KOMİSYON KONUŞMASI

HAYDAR AKAR (Kocaeli) - Teşekkür ederim Sayın Başkan.

Konuşmaya, öneriyle ilgili konuşmaya başlamadan önce bir ufak hususu da hatırlatmak istiyorum. Şimdi, TOKİ, AKP hükûmetleriyle beraber kurulmuş bir kurum değil yani 2002'den, 2003'ten öncesi var ve TOKİ'nin üretimine baktığınızda, 1984 ve 2003 arasında yaklaşık veya bugüne kadar toplam 1 milyon 37 bin toplu konut kredileri uygulamalarında kredi verilen konutlar -yani yapılan konutlar diyelim- bunun 1983 ve 2003 arasında büyük bir bölümünün de yapıldığını görüyoruz.

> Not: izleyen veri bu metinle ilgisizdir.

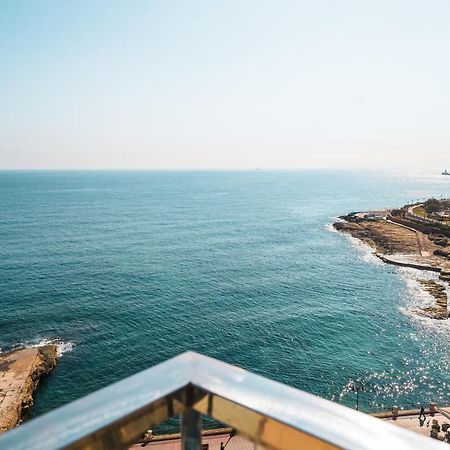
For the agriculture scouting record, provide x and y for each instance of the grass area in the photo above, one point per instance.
(420, 211)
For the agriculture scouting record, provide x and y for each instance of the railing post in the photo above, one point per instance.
(191, 430)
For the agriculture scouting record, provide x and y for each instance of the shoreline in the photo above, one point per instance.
(20, 373)
(404, 245)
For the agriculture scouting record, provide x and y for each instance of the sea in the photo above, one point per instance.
(125, 269)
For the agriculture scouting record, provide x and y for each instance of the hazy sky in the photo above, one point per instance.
(224, 84)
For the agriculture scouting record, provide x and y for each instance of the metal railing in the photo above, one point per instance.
(270, 414)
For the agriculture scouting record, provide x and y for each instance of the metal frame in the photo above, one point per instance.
(268, 413)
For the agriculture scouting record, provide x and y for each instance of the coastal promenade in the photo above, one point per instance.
(211, 440)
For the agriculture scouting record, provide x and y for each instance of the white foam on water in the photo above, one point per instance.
(62, 346)
(365, 252)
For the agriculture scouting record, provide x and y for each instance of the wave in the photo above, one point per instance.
(62, 346)
(365, 252)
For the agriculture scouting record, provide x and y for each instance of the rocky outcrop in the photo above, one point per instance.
(398, 244)
(438, 291)
(20, 372)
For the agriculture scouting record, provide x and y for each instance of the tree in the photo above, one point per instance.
(432, 205)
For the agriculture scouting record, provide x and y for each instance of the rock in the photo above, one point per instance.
(20, 372)
(434, 312)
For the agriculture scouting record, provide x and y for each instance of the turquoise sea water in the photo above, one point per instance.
(131, 268)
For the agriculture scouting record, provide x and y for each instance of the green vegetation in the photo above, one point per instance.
(420, 211)
(432, 205)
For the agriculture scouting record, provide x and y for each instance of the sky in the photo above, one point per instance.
(232, 84)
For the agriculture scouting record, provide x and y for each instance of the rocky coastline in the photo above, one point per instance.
(20, 373)
(397, 241)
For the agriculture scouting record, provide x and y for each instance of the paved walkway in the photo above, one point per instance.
(213, 443)
(412, 422)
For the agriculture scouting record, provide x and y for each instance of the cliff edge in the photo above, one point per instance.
(20, 372)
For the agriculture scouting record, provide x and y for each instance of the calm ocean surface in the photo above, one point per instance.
(131, 268)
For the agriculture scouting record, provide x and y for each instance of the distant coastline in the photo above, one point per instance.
(404, 238)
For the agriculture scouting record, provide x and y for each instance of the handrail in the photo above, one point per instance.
(270, 414)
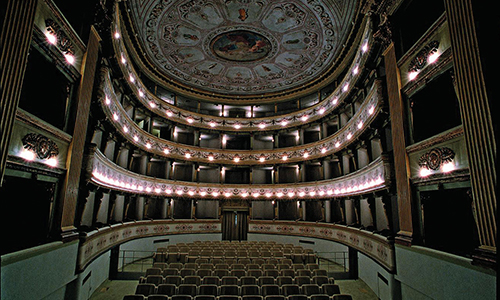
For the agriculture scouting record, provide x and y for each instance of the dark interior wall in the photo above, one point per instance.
(448, 220)
(25, 213)
(287, 210)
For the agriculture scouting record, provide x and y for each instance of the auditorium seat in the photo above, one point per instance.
(300, 280)
(269, 289)
(250, 290)
(187, 272)
(290, 289)
(229, 290)
(320, 272)
(154, 279)
(157, 297)
(166, 289)
(262, 280)
(311, 289)
(330, 289)
(187, 289)
(190, 266)
(287, 272)
(342, 297)
(281, 280)
(192, 279)
(252, 297)
(254, 272)
(221, 272)
(175, 265)
(320, 280)
(214, 280)
(181, 297)
(248, 280)
(319, 297)
(134, 297)
(238, 273)
(228, 297)
(208, 289)
(145, 289)
(229, 280)
(273, 273)
(170, 271)
(275, 297)
(303, 272)
(173, 279)
(204, 272)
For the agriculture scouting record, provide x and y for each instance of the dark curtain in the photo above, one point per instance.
(235, 225)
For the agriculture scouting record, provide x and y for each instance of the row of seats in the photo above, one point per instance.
(204, 264)
(181, 273)
(233, 280)
(231, 297)
(234, 290)
(251, 257)
(205, 272)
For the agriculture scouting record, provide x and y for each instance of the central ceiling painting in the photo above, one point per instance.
(242, 47)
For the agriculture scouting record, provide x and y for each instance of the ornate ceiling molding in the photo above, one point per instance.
(300, 117)
(152, 144)
(143, 57)
(104, 173)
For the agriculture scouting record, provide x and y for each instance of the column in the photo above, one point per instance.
(66, 210)
(15, 38)
(476, 118)
(401, 160)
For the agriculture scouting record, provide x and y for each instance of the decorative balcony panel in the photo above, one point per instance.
(426, 57)
(189, 118)
(95, 243)
(439, 159)
(53, 33)
(152, 144)
(104, 173)
(373, 245)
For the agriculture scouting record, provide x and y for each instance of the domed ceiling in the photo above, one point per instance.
(242, 47)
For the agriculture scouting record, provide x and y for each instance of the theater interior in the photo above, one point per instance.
(248, 149)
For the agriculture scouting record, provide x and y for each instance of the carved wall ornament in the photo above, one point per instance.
(42, 146)
(420, 60)
(63, 42)
(434, 158)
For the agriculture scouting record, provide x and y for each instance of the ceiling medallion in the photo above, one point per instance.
(434, 158)
(241, 47)
(42, 146)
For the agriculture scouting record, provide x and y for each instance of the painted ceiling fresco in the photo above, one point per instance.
(242, 47)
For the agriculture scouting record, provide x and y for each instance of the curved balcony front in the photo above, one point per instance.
(366, 114)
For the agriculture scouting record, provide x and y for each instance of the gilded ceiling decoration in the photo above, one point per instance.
(242, 47)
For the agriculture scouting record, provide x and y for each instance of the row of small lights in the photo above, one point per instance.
(445, 168)
(31, 156)
(237, 126)
(180, 192)
(236, 159)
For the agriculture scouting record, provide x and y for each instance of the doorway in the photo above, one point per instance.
(234, 225)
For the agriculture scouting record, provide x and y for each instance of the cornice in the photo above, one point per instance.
(297, 118)
(137, 54)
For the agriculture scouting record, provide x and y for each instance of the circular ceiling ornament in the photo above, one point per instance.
(242, 47)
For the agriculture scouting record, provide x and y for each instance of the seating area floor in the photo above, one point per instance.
(116, 289)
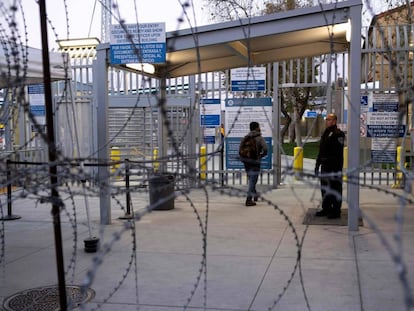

Sayısal olarak 100 aşağı 200 yukarı değil, TOKİ var ve sizinle beraber de TOKİ devam ediyor ama o on altı yıllık bölümle sizin iktidarınızdaki on iki yıllık bölüm döneminde de çok büyük farklar gözetilmemiş ama burada güzel bir algı yaratılmış. Biraz evvel Ali Bey'in söylediği gibi, büyük TOKİ levhaları asılarak, daha önce yapılmayan bir uygulama yapılarak sanki TOKİ'nin yeniden doğuşu veya yeniden doğmuş gibi, yeni Türkiye falan değil Sayın Başkan, sanki yoktu da var olmuş gibi, bu işler Türkiye'de yapılmıyormuş da şimdi yapılıyormuş gibi satılmaya çalışılıyor ve başarılı da olunuyor bu konuda ama başka bir şey var: İlk başlarda başarılıydınız da şimdi bu başarı tutmuyor çünkü yapılan anketlere bakıldığında, 2011, 2010, 2009 anketlerine grafikteki tap noktadan aşağı doğru gittiğini görüyoruz; 9-10 soruda güvenilirlik, kalite gibi şeylerde aşağı doğru gittiğini görüyoruz. Ha, daha aşağı gitmesi dileğimiz değil ama bir gerçek tespit var: TOKİ bir rant kapısına dönüştürülmüş. Niye? Eğitimi özelleştiriyorsunuz, sağlığı özelleştiriyorsunuz, tüm birimleri, tüm fabrikaları satıyorsunuz, endüstriyel kuruluşları satıyorsunuz, hazinenin tüm topraklarını satıyorsunuz ama TOKİ'yi serbest bırakmıyorsunuz ya da özelleştirmiyorsunuz. Ben özelleştirme taraftarı değilim ayrıca onu söyleyeyim. Hani yıllarca bizi komünistlikle, devletçilikle suçladınız ya, şimdi komünizmi TOKİ üzerinden yürütüyorsunuz ama yürütürken de sosyal devlet şartlarına uygun olarak yürütmüyorsunuz. Hani diyordu ya hep burada "Dar ve orta gelirli insanlara konut sağlamış."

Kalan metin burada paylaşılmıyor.